À la veille de leur premier concert intimiste organisé à l'AUB fin 2008, une invitation informelle « entre amis », ils cherchent un nom à leur groupe, « parce qu'il le fallait bien », pensent-ils. Quelque chose d'atypique, de sonore, de drôle. « Comme ce concert était juste un projet pour une seule nuit, explique Carl, nous avons choisi ce nom, qui, en arabe, est devenu le projet de Leila. » Leila prend une résonance, une consistance musicale, un son. Un de leurs singles devient ainsi la danse de Leila (Ra'sit Leila) sur les sons d'un violon, de guitares, d'une batterie et de claviers, portés par les textes très libres et personnels de Hamed Sinno et sa voix envoûtante. « Le succès du concert nous a poussé à continuer. » Les répétitions deviennent quotidiennes. L'écriture se fait à 14 mains, « comme un projet d'architecture construit lentement », disent-ils, dans le bonheur et la riche diversité de ces personnes venues d'univers différents. Lorsqu'en mars 2009, le groupe décide de participer au concours « Musiques actuelles » lancé par Radio-Liban, en collaboration avec le CCF, Incognito et le Basement, il compose et enregistre dans l'urgence quelques titres qu'il présente. « Nous avons remporté les deux prix, celui du jury et du public ! poursuit Carl. Ces victoires nous ont beaucoup motivé à prendre les choses plus sérieusement. » Le groupe se trouve une boîte de production, b-root. Un véritable travail d'équipe se fait dans une parfaite osmose et une même exigence. Les concerts se suivent, des événements musicaux qui se font partout au Liban et souvent dans des lieux inattendus, tels le Basement ou encore, ou surtout, l'usine de fer Demco à Bourj Hammoud, transformée en salle de concert « sold out », en décembre 2009, devant une foule de 1 500 personnes ravies.
Anatomie d'un succès
L'énorme succès de « Machrou' Leila, certes inattendu car il s'est fait sans aucun tapage médiatique ou publicitaire, est dû à de nombreux facteurs et la conjugaison de nouveaux talents qui se sont embarqués dans cette belle aventure. Des musiciens qui ont la fraîcheur et l'audace qu'il faut et des morceaux d'inspirations musicales différentes, entre rock, folk, pop, électro et tarab ». Tout sauf du déjà-vu, affirment leurs fans... Et la présence de deux producteurs inspirés, des « professionnels de la musique », eux-mêmes musiciens. Jana Saleh et Raed el-Khazen, qui ont étudié au Boston's College of Music et vécu à New York, se sont chargés du CD, dans le fond et dans la forme. « Nous avons voulu faire les choses à long terme, construire l'album lentement dans nos studios, durant plusieurs mois de travail, intervenir sur les arrangements et sur les détails, même graphiques. Ils ont été très réceptifs et ouverts », explique Jana. Une vidéo circulant sur YouTube, qui correspond parfaitement à l'esprit décalé du groupe, confirme qu'il est parti pour durer. Sans prétention, mais avec une audace décalée.

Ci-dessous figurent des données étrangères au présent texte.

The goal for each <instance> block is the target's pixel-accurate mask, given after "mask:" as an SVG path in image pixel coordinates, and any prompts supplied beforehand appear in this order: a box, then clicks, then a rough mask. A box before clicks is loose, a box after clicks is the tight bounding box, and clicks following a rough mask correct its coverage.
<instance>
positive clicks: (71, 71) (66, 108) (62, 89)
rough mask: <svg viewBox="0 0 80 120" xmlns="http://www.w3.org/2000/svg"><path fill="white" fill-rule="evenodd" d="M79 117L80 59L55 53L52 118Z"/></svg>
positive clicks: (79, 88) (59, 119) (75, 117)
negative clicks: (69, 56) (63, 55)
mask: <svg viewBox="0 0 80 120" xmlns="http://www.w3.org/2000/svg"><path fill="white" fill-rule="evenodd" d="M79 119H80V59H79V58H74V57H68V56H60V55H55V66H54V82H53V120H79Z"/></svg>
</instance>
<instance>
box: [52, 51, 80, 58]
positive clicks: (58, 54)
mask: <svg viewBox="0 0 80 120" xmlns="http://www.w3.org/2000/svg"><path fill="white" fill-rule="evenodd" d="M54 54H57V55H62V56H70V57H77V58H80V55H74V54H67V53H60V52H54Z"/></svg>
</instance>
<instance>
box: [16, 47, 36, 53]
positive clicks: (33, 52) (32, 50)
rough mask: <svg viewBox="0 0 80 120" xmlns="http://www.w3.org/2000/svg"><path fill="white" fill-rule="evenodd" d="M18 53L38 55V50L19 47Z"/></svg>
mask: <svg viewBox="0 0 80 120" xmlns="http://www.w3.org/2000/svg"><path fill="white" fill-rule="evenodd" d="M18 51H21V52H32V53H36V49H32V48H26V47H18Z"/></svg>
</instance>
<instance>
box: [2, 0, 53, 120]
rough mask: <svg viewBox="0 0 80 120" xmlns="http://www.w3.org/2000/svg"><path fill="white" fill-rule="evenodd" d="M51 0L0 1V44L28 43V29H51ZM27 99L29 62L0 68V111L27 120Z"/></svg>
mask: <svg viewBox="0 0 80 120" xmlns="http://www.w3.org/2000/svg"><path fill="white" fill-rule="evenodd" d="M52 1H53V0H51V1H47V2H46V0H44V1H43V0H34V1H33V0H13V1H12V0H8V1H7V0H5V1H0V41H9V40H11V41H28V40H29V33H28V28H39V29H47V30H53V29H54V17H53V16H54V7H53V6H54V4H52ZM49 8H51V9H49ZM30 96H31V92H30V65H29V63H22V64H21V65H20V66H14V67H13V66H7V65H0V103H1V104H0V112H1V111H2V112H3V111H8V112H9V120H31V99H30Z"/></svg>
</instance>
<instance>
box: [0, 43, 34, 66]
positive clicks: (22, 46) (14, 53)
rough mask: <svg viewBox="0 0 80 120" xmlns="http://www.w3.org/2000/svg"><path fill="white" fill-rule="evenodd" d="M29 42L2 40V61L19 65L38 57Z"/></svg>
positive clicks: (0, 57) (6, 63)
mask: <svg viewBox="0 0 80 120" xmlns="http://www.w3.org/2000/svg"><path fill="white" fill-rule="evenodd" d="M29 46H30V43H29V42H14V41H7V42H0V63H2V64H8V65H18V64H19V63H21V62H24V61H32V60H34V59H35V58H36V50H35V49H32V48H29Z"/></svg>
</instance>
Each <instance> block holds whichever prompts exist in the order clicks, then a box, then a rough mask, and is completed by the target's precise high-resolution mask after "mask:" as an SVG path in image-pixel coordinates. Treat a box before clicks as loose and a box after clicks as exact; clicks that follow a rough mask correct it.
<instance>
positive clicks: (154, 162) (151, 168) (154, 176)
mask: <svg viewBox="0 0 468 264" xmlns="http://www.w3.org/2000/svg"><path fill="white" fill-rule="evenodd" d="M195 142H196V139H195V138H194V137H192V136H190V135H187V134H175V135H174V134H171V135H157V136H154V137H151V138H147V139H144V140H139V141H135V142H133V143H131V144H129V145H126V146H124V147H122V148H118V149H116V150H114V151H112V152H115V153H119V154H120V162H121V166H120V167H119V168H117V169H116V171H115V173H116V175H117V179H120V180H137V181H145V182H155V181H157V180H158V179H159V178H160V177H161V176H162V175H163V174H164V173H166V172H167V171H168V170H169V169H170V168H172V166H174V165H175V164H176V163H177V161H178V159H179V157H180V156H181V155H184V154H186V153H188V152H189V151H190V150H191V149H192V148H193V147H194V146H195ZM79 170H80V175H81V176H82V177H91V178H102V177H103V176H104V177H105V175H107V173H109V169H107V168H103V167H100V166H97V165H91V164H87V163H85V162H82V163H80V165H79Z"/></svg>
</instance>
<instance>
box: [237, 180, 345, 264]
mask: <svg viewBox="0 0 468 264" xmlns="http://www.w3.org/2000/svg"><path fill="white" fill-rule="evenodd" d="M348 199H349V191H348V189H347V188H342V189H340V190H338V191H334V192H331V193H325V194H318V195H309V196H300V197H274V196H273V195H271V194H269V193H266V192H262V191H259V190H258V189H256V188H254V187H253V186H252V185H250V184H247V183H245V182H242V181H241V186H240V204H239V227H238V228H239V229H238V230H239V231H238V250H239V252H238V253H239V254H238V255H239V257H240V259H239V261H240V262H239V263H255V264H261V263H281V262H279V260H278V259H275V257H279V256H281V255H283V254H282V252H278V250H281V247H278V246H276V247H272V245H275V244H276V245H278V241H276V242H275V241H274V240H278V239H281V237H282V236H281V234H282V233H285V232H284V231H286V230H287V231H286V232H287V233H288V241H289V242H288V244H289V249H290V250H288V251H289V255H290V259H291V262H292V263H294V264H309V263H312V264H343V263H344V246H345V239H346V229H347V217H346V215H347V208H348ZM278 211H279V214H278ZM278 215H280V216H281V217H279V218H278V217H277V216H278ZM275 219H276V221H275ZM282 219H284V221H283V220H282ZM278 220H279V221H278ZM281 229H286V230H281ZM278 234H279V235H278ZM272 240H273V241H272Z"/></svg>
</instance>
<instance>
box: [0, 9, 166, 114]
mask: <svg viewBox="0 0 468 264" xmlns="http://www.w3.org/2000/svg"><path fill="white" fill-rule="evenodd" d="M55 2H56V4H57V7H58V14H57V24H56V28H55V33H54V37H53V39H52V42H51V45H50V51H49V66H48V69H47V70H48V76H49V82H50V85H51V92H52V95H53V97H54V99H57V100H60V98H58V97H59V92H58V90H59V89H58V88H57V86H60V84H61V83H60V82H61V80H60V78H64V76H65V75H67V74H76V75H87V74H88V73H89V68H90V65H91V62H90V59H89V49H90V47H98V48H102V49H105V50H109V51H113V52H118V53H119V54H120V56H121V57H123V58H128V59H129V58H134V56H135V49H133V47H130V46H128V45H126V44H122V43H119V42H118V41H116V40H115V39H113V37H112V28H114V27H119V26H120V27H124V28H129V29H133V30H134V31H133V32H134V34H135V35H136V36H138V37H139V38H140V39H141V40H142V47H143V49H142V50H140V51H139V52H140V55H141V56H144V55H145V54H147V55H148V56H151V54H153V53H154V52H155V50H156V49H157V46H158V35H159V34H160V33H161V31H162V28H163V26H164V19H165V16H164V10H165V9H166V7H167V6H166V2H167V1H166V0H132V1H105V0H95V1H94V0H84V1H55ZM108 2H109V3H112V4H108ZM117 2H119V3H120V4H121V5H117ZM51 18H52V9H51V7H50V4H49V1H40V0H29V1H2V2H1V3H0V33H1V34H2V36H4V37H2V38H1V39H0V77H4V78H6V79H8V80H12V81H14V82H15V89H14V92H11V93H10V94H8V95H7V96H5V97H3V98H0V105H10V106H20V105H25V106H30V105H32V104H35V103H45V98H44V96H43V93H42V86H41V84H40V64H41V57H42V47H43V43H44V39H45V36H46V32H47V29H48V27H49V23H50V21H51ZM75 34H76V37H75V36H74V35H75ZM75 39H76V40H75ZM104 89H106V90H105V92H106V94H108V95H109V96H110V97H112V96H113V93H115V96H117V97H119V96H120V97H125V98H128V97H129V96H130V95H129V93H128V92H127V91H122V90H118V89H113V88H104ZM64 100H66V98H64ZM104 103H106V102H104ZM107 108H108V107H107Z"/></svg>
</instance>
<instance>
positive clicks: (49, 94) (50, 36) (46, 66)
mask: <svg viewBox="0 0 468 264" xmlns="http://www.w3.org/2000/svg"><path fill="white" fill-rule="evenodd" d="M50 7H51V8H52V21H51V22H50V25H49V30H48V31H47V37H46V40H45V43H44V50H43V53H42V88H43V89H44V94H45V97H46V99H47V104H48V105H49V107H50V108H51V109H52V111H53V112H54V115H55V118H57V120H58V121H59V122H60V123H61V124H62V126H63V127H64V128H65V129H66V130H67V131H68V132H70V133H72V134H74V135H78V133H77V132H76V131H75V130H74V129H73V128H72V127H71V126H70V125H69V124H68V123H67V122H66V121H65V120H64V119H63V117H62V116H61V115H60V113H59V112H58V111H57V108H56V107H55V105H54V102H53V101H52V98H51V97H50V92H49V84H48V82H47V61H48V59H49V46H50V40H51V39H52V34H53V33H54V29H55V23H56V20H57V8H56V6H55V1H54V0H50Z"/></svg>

Ce qu'on peut leur souhaiter dès lors est très simple : continuer à surprendre. Gageons que cet été sera celui de Machrou' Leila. Avec de nouveaux titres et plusieurs concerts, au Brésil d'abord, puis au Liban, dans le cadre du Festival de Byblos en juillet prochain. Ils joueront déjà, enfin, dans la cour des grands.